The aim of this session is to learn how you can fit a stochastic model using the particle MCMC Metropolis-Hastings algorithm (pMCMC). As you saw in the lecture, fitting a model with a likelihood approach requires:
In the previous session,
you have used the function mcmcMh to explore the parameter
space with the Metropolis-Hastings algorithm and the function
dTrajObs to evaluate the likelihood for your deterministic
model. In order to fit a stochastic model, we can still use the
mcmcMh function to explore the parameter space efficiently
but we need to use a new function to evaluate the likelihood. This new
function is called a particle filter.
In this session you will:
Before running pMCMC, we need to code a particle filter in order to
evaluate the log-likelihood of the data at a given proposed
theta.
Below you can find the skeleton of such a function. We have inserted comments at each step of the algorithm.
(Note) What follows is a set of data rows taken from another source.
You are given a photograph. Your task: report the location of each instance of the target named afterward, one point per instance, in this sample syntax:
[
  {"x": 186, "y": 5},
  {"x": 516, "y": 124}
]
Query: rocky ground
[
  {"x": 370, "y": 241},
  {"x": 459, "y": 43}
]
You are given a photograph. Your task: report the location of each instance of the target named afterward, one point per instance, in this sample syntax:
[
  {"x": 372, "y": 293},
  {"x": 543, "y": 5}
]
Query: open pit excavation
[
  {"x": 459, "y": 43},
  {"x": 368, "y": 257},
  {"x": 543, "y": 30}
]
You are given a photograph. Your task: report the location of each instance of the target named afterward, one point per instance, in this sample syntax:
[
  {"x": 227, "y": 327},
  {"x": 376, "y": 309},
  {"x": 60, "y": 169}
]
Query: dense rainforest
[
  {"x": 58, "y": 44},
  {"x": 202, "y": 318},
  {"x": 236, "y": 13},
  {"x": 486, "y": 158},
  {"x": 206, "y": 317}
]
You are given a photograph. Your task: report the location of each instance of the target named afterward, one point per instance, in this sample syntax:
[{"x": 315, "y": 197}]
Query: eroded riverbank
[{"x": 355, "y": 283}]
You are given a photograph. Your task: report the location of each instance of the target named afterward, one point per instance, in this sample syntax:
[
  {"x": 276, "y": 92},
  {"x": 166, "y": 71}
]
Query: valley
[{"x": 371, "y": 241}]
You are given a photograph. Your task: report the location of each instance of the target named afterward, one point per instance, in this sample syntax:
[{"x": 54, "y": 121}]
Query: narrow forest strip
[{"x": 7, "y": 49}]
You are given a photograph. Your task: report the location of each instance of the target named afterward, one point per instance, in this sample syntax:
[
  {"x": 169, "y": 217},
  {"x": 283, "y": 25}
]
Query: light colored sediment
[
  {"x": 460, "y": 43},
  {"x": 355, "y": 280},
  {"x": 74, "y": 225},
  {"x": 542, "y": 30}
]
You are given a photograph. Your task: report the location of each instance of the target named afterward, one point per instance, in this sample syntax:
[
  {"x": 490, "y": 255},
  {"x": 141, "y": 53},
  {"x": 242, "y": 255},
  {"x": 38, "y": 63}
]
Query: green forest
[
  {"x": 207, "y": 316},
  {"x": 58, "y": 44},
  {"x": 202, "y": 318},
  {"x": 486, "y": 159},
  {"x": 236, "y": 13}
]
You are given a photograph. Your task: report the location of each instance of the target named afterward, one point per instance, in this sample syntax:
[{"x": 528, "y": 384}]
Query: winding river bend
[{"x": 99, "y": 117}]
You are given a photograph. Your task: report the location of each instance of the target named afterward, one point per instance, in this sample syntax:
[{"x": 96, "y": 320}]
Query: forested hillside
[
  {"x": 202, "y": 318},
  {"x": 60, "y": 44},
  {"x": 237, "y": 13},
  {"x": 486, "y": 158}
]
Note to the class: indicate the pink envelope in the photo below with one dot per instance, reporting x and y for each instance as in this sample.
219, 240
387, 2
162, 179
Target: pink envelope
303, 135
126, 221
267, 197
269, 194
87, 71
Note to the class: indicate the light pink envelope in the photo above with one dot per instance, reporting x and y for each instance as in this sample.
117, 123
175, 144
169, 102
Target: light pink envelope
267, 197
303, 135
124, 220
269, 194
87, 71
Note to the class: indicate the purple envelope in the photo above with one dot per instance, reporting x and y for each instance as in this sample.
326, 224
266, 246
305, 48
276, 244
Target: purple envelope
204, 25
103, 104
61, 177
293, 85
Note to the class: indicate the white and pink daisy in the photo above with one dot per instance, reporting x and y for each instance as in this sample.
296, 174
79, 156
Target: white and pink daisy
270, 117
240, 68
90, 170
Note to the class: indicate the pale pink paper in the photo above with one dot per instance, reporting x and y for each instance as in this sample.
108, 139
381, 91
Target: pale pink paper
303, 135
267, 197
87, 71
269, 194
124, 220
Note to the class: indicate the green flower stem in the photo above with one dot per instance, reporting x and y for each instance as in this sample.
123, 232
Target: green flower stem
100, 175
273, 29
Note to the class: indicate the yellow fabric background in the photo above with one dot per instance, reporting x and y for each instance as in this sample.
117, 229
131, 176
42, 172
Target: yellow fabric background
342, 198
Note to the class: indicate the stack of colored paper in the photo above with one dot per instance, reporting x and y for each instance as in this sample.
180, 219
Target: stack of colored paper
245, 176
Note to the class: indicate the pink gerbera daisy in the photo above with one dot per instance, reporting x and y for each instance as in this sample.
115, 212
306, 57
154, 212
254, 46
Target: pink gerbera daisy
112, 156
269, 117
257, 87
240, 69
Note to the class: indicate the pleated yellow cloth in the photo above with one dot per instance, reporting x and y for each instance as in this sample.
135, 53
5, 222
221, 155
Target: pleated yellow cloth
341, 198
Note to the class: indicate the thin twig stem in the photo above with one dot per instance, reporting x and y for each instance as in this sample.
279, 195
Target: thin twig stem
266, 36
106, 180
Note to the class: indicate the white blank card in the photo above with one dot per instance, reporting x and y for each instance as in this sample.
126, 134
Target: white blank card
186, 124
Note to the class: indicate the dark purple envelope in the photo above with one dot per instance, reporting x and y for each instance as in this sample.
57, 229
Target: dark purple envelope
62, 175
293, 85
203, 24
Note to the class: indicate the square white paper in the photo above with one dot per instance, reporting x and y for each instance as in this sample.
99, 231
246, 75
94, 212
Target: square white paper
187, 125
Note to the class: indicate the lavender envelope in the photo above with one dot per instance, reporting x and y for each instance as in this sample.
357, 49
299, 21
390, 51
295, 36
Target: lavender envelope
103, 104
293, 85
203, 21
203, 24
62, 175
If you are struggling at any point, follow the link below the code for a more guided example.
# This is a function that takes four parameters:
# - fitmodel: a fitmodel object
# - theta: named numeric vector. Values of the parameters for which the marginal log-likelihood is desired.
# - initState: named numeric vector. Initial values of the state variables.
# - data: data frame. Observation times and observed data.
# The function returns the value of the marginal log-likelihood
my_particleFilter <- function(fitmodel, theta, initState, data, nParticles) {
## Initialisation of the algorithm
# Initialise the state and the weight of your particles
## Start for() loop over observation times
# Resample particles according to their weights
# You can use the `sample() function of R
## Start for() loop over particles
# Propagate the particle from current observation time to the next one
# using the function `fitmodel$simulate`
# Weight the particle with the likelihood of the observed data point
# using the function `fitmodel$dPointObs`
## End for() loop over particles
## End for() loop over observation times
## Compute and return the marginal log-likelihood
# sum of the log of the mean of the weights at each observation time
}If you have trouble filling any of the empty bits, have a look at our more guided example.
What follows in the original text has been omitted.